Над большой дорогой с краю села, на косогоре, стояла изба. С тех пор как война вошла в среднюю полосу России, каждый вечер в избу шли ночевать с дороги военные люди. В ноябре готовилось большое наступление. Войска двигались к фронту безостановочно: артиллерия, пулеметы на вьюках, двуколки с минометами, танки. Пехота шла ходким шагом, с тем русским здоровьем, которому нипочем в пути и снег по колено, и вьюга, слепящая глаза. Но к вечеру кони задыхались. Свет фар блуждал по снегу, ища колею. Ветер и тьма гнали людей под крышу.

В избу входили ослепшие от вьюги, в набухших полушубках, с промокшими варежками, в заиндевевших шапках. Приходили и в хромовых сапогах, которых никак не просушить за ночь.

Хозяйка посыпала земляной пол желтым песком, изба была так чиста, что никто не лез в нее, не обметя метелкой валенки в сенях. С темнотой окна запирались ставнями. Старуха нарубала еловых веточек три-четыре охапки, совала их в печку, и по ним бежали веселые смолкие огоньки. За окнами шумела фронтовая дорога, слышались приглушенные сугробами голоса и нытье буксующей машины; там были свет фар, ветер и снег. А изба — как дубовый дедовский шкаф. И каждый, пригревшись, пьянел от усталости. Доставали из мешков кто селедку, кто шпик, кто концентраты. Фронт — рукой подать: люди становились дружней и отзывчивей.

То и дело в сенях стучала щеколда и слышался шорох метелки. Ксения, бабкина невестка, знала, что где сушить. Мокрый полушубок — боже сохрани на печку! — прямо на земляной пол. А валенки и варежки — тесно в ряд на печи. Винтовки — в дальний угол, чтобы отпотели.

Каких только гостей не принимали хозяйки!

Один запомнился — злой.

— Мы, — говорит, — нынче перед тобой, а завтра перед немцем.

Старуху не возьмешь на разные такие выражения: у ней-то у самой пятеро сыновей на фронте.

А один полночи на дворе простоял, караулил: заметил, что ребята из его полка солому по дворам растаскивают. Ксения вышла на разговор, испугалась, а он успокоил:

— Ничего, я так, покуриваю тут. Не сумлевайся. А то солому утащат у тебя, глупая баба… Свой-то воюет?

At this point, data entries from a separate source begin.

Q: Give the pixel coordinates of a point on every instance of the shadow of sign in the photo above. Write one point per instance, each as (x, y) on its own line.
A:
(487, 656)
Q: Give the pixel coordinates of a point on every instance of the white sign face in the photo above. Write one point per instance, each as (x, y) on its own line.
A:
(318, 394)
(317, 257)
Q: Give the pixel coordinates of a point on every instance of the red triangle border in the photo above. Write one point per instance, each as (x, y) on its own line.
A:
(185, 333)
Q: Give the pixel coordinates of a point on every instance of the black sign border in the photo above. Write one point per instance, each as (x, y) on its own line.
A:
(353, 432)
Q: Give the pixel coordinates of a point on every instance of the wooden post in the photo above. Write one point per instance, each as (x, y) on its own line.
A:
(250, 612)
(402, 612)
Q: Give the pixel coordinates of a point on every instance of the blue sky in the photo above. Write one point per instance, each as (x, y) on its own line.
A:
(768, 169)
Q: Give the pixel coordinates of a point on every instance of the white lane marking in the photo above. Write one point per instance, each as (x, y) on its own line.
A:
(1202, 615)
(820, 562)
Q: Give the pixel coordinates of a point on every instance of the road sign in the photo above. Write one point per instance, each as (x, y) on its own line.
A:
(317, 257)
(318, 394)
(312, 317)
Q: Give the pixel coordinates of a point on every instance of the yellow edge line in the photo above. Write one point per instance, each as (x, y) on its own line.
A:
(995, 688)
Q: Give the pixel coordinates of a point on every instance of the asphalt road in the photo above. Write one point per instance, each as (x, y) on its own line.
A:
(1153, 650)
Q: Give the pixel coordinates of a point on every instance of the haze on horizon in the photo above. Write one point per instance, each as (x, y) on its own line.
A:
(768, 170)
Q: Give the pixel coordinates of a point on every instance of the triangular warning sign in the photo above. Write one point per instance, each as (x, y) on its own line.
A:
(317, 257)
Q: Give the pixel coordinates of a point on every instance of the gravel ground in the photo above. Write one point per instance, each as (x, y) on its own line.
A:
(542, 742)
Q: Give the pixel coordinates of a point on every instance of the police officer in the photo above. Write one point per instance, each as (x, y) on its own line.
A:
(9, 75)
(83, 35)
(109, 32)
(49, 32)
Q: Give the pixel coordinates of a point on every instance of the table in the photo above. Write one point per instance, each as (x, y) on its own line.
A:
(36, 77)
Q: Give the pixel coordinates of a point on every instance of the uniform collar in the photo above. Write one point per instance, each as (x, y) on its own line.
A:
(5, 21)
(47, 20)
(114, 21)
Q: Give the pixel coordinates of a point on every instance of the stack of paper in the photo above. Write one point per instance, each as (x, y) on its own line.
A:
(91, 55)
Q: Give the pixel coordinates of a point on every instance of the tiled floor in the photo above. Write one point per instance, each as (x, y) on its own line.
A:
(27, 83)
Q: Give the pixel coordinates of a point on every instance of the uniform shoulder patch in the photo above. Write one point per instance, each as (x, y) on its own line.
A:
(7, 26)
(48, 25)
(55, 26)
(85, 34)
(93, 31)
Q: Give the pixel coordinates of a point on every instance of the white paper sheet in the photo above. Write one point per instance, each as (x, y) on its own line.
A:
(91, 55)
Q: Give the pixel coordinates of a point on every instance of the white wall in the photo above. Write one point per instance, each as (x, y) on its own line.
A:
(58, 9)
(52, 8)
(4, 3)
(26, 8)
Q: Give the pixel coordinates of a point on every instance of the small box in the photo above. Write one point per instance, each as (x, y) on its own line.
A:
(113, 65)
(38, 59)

Еще один заскочил, так тот все хотел голову помыть снеговой водой, без мыла. Долго плескался, а потом у печки сушил рыжие, потемневшие от воды волосы, крутил самокрутку, жмурился.

— Откуда ты, милый? — спросила старуха.

— Из Кимр.

— Сапожник стало быть…

— Коли Кимры, так уж сапожник! Нет, шлюзовый механик.

И старуха пожевала губами, как всегда, если чего-нибудь не понимала.

Были бережливые и были щедрые. Солдаты не трогали утвари. Только и было убытку, что искрошили зеленую клеенку на столе, бог с нею… Солдат сгоряча, с дороги, сахар стал рубить на столе. Давно ушел он и уж давно, наверно, на передовых, а память оставил. И каждый, кто ужинал за столом, спрашивал, разглядывая чистую клеенку:

— Верно, сахар рубил? Неосторожный какой: где ел, где кушал, там и зарубку оставил…

Один ложку забыл. Старуха, подавая ее к горшку со щами, всегда приговаривала:

— Ваш какой-то оставил. Тоже так-то, как вы, пришел: «Пусти на ночь».

На стене шли ходики и, может быть, от дальнего гула на Дону часто останавливались. Кто-нибудь из солдат снова ставил их по своим часам. Под ногами ходил и обглаживался черный хозяйский кот; о нем бабка тоже знала что рассказать; кто его брал на руки и в усы дул, кто рыбой кормил, а узбек затопал на него, прогнал от себя — кота не любит. И когда рассказывала про узбека, как он на кота по-своему заругался, все смеялись.

Однажды черкес ночевал и стал свататься к невестке. Щеголял перед Ксенией, красовался, сам смуглый, осанистый такой.

— Иди за меня. У меня в горах дом каменный.

А тут подвернулся в ту ночь курносый какой-то, все возился со своими мокрыми портянками; стал он дразнить черкеса.

— Бывал я, — говорит, — в ваших местах. Брешешь ты: «каменный»! Обыкновенно кизячная сакля. Это тебе мнится, что каменный.

Но черкес всю ночь хвастал каменным домом, и на душе у него, видать, смутно было, и нужен был ему в ту ночь друг. Позарез нужен. Подозвал к себе девочку, Ксенину дочку, снял кольцо с руки, отдал девочке — подарил. Серебряное, с насечкой.